Since hanging up her professional boots over a decade ago, Wirkus hasn’t strayed far from the game, still playing socially and coaching her children’s football teams. It was actually on the pitch just three months ago, where Wirkus received the devastating news that she had breast cancer.
Her diagnosis in March of this year, came as a shock. She admitted that as a woman who was still quite young, active and healthy, she didn’t consider herself someone who was at risk of the disease.
“I think everyone is very aware of breast cancer, yet still, I’d just turned 39 and I didn't think it would be me, I really didn't,” she shared.

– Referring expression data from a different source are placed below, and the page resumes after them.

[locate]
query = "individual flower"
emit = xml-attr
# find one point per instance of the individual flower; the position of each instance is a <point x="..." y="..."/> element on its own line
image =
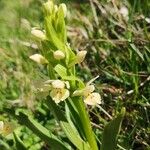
<point x="64" y="9"/>
<point x="59" y="90"/>
<point x="39" y="59"/>
<point x="124" y="12"/>
<point x="38" y="34"/>
<point x="90" y="97"/>
<point x="6" y="128"/>
<point x="81" y="56"/>
<point x="48" y="7"/>
<point x="59" y="55"/>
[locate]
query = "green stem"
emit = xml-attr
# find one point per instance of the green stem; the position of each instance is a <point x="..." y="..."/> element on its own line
<point x="85" y="123"/>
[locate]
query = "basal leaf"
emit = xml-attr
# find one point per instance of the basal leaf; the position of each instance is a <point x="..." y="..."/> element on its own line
<point x="111" y="131"/>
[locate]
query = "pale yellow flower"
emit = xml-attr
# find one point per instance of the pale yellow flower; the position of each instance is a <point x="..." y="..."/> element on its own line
<point x="64" y="9"/>
<point x="90" y="97"/>
<point x="81" y="56"/>
<point x="39" y="59"/>
<point x="59" y="90"/>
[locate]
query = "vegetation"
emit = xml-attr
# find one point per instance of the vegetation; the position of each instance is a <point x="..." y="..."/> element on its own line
<point x="115" y="35"/>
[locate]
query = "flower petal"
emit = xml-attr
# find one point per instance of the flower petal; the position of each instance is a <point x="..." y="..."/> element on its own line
<point x="88" y="89"/>
<point x="58" y="84"/>
<point x="59" y="94"/>
<point x="93" y="99"/>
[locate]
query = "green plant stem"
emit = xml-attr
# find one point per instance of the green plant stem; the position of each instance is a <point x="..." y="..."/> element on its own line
<point x="85" y="123"/>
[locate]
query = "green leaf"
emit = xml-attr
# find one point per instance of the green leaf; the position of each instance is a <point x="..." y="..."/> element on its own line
<point x="19" y="144"/>
<point x="61" y="70"/>
<point x="111" y="131"/>
<point x="72" y="134"/>
<point x="41" y="131"/>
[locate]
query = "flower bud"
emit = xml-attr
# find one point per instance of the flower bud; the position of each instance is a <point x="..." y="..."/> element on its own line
<point x="64" y="9"/>
<point x="48" y="7"/>
<point x="38" y="34"/>
<point x="59" y="55"/>
<point x="80" y="56"/>
<point x="39" y="59"/>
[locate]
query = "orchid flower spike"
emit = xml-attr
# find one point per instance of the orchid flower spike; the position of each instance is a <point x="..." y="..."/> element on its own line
<point x="59" y="90"/>
<point x="90" y="97"/>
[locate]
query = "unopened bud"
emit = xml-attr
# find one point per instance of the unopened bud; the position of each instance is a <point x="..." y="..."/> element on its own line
<point x="80" y="56"/>
<point x="48" y="7"/>
<point x="39" y="59"/>
<point x="59" y="55"/>
<point x="55" y="8"/>
<point x="64" y="9"/>
<point x="38" y="34"/>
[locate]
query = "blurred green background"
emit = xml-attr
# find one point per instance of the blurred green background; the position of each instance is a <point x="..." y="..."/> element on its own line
<point x="116" y="35"/>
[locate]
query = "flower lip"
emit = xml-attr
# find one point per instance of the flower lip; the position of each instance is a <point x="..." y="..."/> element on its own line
<point x="59" y="55"/>
<point x="93" y="99"/>
<point x="58" y="84"/>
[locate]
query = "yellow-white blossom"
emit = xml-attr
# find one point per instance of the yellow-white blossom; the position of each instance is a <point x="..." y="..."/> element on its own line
<point x="81" y="56"/>
<point x="90" y="97"/>
<point x="59" y="91"/>
<point x="38" y="34"/>
<point x="64" y="9"/>
<point x="48" y="7"/>
<point x="39" y="59"/>
<point x="59" y="55"/>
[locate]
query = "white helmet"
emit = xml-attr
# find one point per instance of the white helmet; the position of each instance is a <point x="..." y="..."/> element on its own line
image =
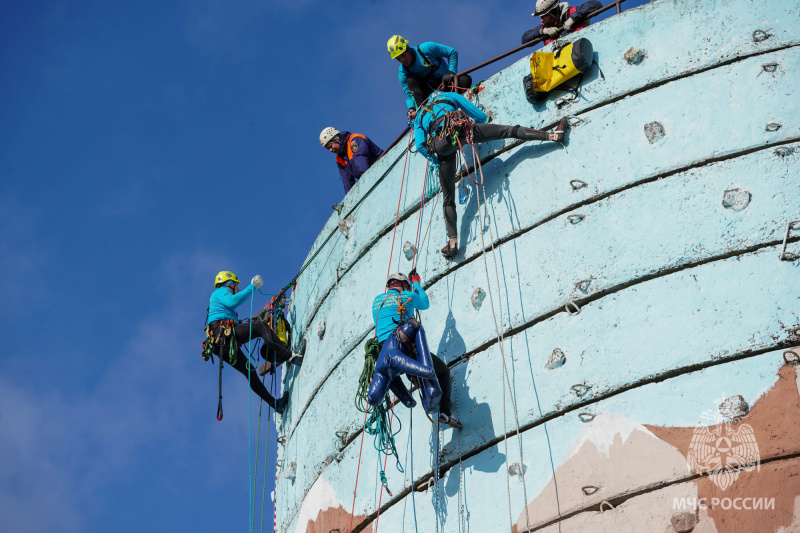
<point x="327" y="134"/>
<point x="543" y="7"/>
<point x="397" y="276"/>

“There's a lot of publicity around getting mammograms and doing breast checks when you turn 50 and older, but it always played in my mind as something that only impacted older women.
“You look at the risk factors for cancer and they’re things like being overweight, inactive, those that don't breastfeed or those who have been on the pill or hormone-based contraceptives. I don't fit any of them,” she continued.
For Wirkus, it wasn’t a medical intervention or even a self-scanning method that prompted her to get herself checked, it was actually her youngest child.
“I'd love to be able to say that I found my breast cancer because I had some sort of regimented breast check routine, because it’s drummed into you everywhere, but bottom line is, I just got lucky,” she said.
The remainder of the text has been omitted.